Las dos pandemias



Hoy que casi todos nos volvimos germofóbicos, ansiosos, depresivos, claustrofóbicos, agorafóbicos y paranoicos, podemos entender mejor la pesadilla de quienes viven a diario con el miedo a la catástrofe inminente: los que se lavan las manos compulsivamente, los que tienen crisis de pánico cuando están en el Metro, los que evitan salir de sus casas por temor a que algo malo les pase, los que viven sin esperanzas de que mañana sea mejor. Y también el dolor de los que sufren de soledad.

Hoy nos damos cuenta de que se necesita de un cierto monto de negación y omnipotencia para decir "nos vemos mañana", pero también comprendemos que sin esos mecanismos defensivos, no podríamos sobrellevar la incertidumbre de vivir sabiendo que tenemos fecha de expiración.

Ahora bien, ¿qué pasa cuando la realidad confirma nuestros temores más profundos y atávicos: a la pobreza, a la enfermedad y a la muerte? ¿Qué pasa cuando el miedo que considerábamos exagerado e irracional, se transforma en conciencia de un peligro tan invisible como real? Cada persona transitará por esta cuarentena de acuerdo a su estado de salud, pero también enfrentará los retos que este virus impone según su historia de vida, su personalidad y el tipo de vínculos que mantenga con los demás y consigo mismo. Tal vez la diferencia esté en que la mayoría de nosotros tiene fe en que esto pasará, que no será para siempre.

Para unos, esta será la continuación de un estilo de vida más solitario o casero, de auto-confinamiento por opción y para otros será una mal sueño en el cual se sentirán como prisioneros condenados al aislamiento y al encierro. Algunos quizás podrán conectarse consigo mismos y bancarse lo que ven. A otros se les hará más patente todo aquello que les molesta de sí mismos, de sus parejas, padres, hijos o roommates o, al revés, descubrirán aspectos positivos -propios y ajenos- que antes habían pasado desapercibidos.

No hay recetas.
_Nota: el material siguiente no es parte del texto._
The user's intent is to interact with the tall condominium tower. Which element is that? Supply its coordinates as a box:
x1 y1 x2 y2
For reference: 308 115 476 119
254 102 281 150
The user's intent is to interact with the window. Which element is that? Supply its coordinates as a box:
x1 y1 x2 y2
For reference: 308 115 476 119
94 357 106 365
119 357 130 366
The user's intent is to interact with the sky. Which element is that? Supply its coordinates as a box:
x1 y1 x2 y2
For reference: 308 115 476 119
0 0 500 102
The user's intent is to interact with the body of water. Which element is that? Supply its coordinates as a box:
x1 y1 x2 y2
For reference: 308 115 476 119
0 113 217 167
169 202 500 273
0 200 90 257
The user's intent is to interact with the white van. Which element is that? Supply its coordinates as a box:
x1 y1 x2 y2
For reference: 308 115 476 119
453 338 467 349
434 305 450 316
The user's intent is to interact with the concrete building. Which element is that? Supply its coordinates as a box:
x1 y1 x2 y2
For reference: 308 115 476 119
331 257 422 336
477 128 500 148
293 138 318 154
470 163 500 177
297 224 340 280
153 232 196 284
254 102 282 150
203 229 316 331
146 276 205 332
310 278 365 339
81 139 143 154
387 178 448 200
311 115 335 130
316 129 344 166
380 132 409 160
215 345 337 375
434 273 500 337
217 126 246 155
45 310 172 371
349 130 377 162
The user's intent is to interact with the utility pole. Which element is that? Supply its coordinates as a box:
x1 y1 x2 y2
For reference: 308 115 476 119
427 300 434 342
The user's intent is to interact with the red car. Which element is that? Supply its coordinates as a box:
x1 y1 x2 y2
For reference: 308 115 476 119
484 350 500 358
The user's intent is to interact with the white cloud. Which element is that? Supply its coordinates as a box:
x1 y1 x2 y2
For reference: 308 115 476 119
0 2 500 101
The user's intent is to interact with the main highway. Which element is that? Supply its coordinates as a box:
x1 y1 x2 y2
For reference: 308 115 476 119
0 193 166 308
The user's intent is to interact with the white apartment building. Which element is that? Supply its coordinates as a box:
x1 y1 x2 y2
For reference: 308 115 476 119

Lo que funciona para unos, no funciona para otros.

Quizás el gran desafío hoy sea el de tener que ir en contra de nuestra naturaleza como humanos. Somos seres gregarios, sociales e interdependientes. Necesitamos vincularnos con otros humanos para sobrevivir.

Hoy que se nos pide evitar el contacto con otros porque representan un peligro para nuestra supervivencia, nos damos cuenta de nuestra vulnerabilidad y de cuánto dependemos de los demás.

Nada como una prohibición para despertar el deseo. Ahora que nos exigen evitar al otro, descubrimos que lo necesitamos más que nunca, extrañamos su abrazo y su cercanía física. Ahora que no nos queda más que el contacto virtual, valoramos aquello que habíamos comenzado a desestimar. Es la paradoja de un mundo moderno en el que se propicia y ensalza como valor supremo la independencia y la individualidad, en el cual el sentido de la vida en comunidad se ha debilitado. En este momento de nuestra Historia sabemos que la soledad mata más personas que la guerra, el hambre y las pestes. Quizás este sea el momento de darnos cuenta de que para sobrevivir, tenemos que aprender a convivir.

Entonces, como toda crisis, esta puede vivirse como una catástrofe o como una oportunidad, pero para que esto último suceda, es necesaria una buena cuota de esperanza mezlada con creatividad y valentía, pero sobre todo y más que nunca, el mejor antídoto -tanto para el Coronavirus como para la soledad- es la solidaridad.